Gaja grappa and gelato finished an exceptional night as Gaia told me about their work in other areas, including the Super Tuscan Ca’Marcanda, and a new property in Etna making mainly Caricante and a tiny amount of Nerello Mascalese with a local producer. One of Angelo’s biggest regrets is not agreeing to work with Robert Mondavi when approached decades ago - “Like an elephant having sex with a mosquito” he often quips. Yet today, it is clear they have the confidence they once lacked. In the 19th Century, studies of Nebbiolo by Domizio Cavazza, Founder of the Alba School of Oenology, concluded Barbaresco to have the most suitable microclimate to make great wines. The Gaja family embrace this today by focusing on biodiversity in the vineyards, growing hay and flowers between the vines, and use of the most fantastic, nutty, complex, earthy pungent manure to fertilise.
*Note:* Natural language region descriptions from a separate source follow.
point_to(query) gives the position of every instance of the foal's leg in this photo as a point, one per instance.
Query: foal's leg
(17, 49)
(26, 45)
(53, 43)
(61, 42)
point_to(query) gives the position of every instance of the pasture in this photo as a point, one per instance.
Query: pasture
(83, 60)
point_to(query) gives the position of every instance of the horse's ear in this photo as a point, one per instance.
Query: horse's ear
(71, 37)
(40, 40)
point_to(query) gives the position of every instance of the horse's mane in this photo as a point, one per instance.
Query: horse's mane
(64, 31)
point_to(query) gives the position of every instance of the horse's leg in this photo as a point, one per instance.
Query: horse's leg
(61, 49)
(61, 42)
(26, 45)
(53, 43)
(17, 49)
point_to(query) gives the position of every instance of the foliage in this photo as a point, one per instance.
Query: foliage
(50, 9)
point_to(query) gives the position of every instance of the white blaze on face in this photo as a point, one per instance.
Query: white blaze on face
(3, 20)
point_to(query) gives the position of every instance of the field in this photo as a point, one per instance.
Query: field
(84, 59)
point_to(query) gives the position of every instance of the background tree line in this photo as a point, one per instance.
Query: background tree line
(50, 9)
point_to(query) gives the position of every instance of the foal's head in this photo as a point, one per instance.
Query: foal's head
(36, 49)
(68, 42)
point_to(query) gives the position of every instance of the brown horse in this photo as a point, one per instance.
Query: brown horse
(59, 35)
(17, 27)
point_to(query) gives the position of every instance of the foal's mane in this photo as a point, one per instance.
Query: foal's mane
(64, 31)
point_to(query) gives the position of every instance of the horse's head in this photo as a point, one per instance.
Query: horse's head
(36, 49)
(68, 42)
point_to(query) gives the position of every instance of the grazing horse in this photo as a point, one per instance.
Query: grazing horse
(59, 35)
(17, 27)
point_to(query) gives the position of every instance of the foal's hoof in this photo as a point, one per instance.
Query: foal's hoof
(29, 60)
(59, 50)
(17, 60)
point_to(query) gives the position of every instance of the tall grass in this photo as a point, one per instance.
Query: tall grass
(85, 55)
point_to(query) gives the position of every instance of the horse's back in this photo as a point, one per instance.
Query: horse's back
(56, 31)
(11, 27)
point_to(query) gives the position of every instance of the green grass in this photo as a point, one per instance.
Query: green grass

While Angelo may have changed Barbaresco, do not underestimate the power that his charismatic, ambitious, and intelligent proteges will continue.

My conclusion: We do not really know the wines of Gaja simply because the family are a bit mad. They concentrated on restaurants for over a century. They are based in Barbaresco instead of the aristocratic but perhaps less suitable Barolo. They break the rules. They make changes. They respect the past. They are aware of climate change. They don’t have a website. They don’t have Instagram. They didn’t take visitors. They just want to make the best wines possible.

Good news: The new generation are ready to show off. They’ve got a new importer, have opened the winery to visitors for charity (and in doing so have raised over a million euro for a local children’s charity), and have sent me to you as messenger. The Gaja wines are damn good. And they are missing from all of our cellars.